I'm currently writing a script that is supposed to remove redundant data points from my graph. My data includes overlaps from adjacent data sets and I only want the data that is generally higher. (Imagine two Gaussians with an x offset that overlap slightly. I'm only interested in the higher values in the overlap region, so that my final graph doesn't get all noisy when I combine the data in order to make a single spectrum.)
Here are my problems:
1) The x values aren't the same between the two data sets, so I can't just say "at x, take max y value". They're close together, but not equal.
2) The distances between x values aren't equal.
3) The data is noisy, so there can be multiple points where the data sets intersect. And while Gaussian A is generally higher after the intersection than Gaussian B, the noise means Gaussian B might still have SOME values which are higher. Meaning I can't just say "always take the highest values in this x area", because then I'd wildly combine the noise of both data sets.

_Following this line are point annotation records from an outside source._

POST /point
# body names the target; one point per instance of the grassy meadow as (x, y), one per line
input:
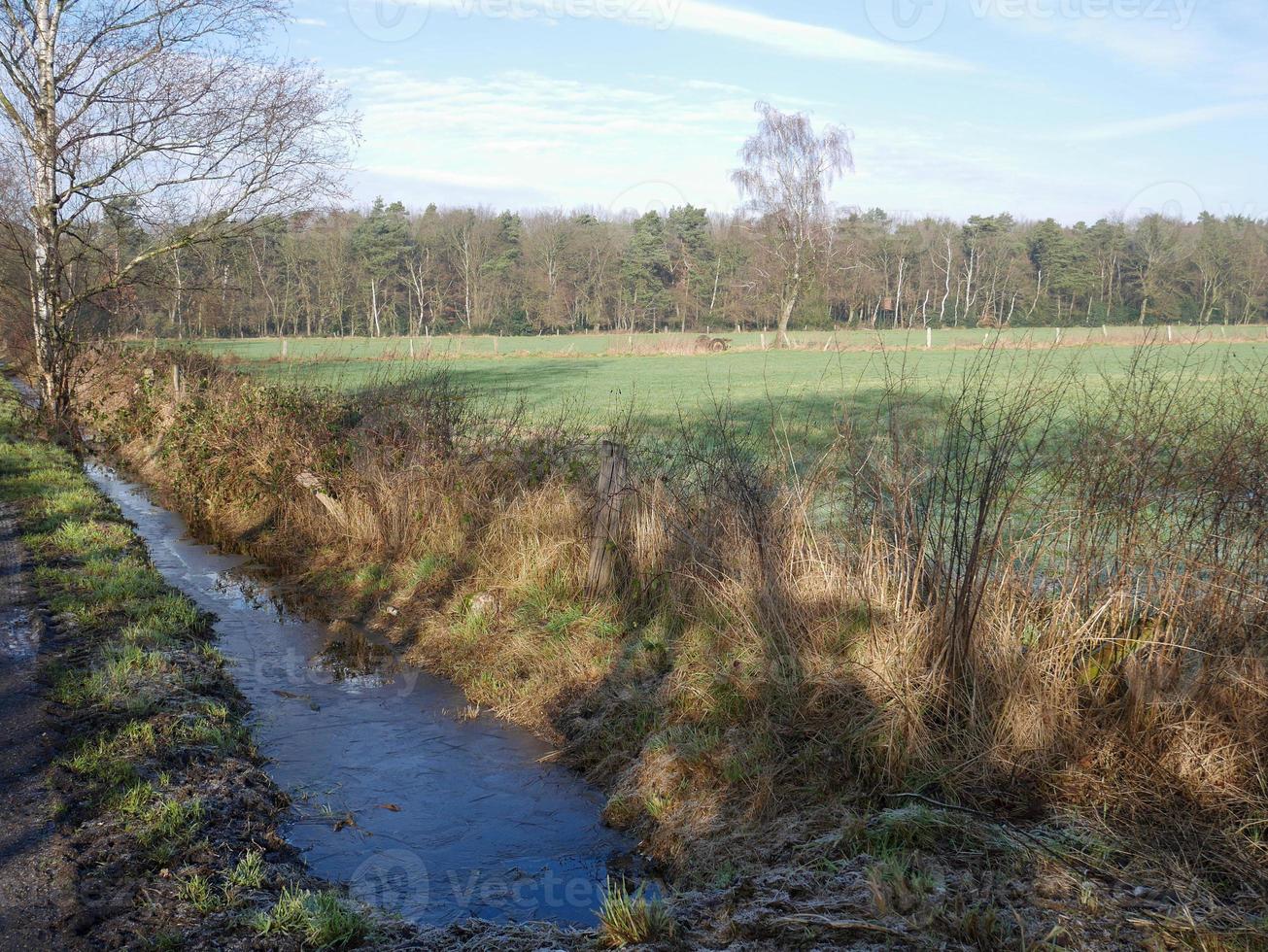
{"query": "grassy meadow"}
(803, 391)
(1029, 585)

4) I have n overlaps of this type, so I need an efficient algorithm and all I can come up with is somewhere at O(n^3), which would be something like "for each overlap, store data sets into two arrays and for each combination of data points (x0,y0) and (x1,y1) cycle through until you find the lowest combination of abs(x1-x0) AND abs(y1-y0)"
As I'm not a programmer, I'm completely lost. I also wasn't able to find an algorithm for this problem anywhere - most algorithms assume that the entries in the arrays I'm comparing are equal integers, but I'm working with almost-equal floats.
I'm using IDL, but I'd also be grateful for a general algorithm or at least a tip what I could try. Thanks!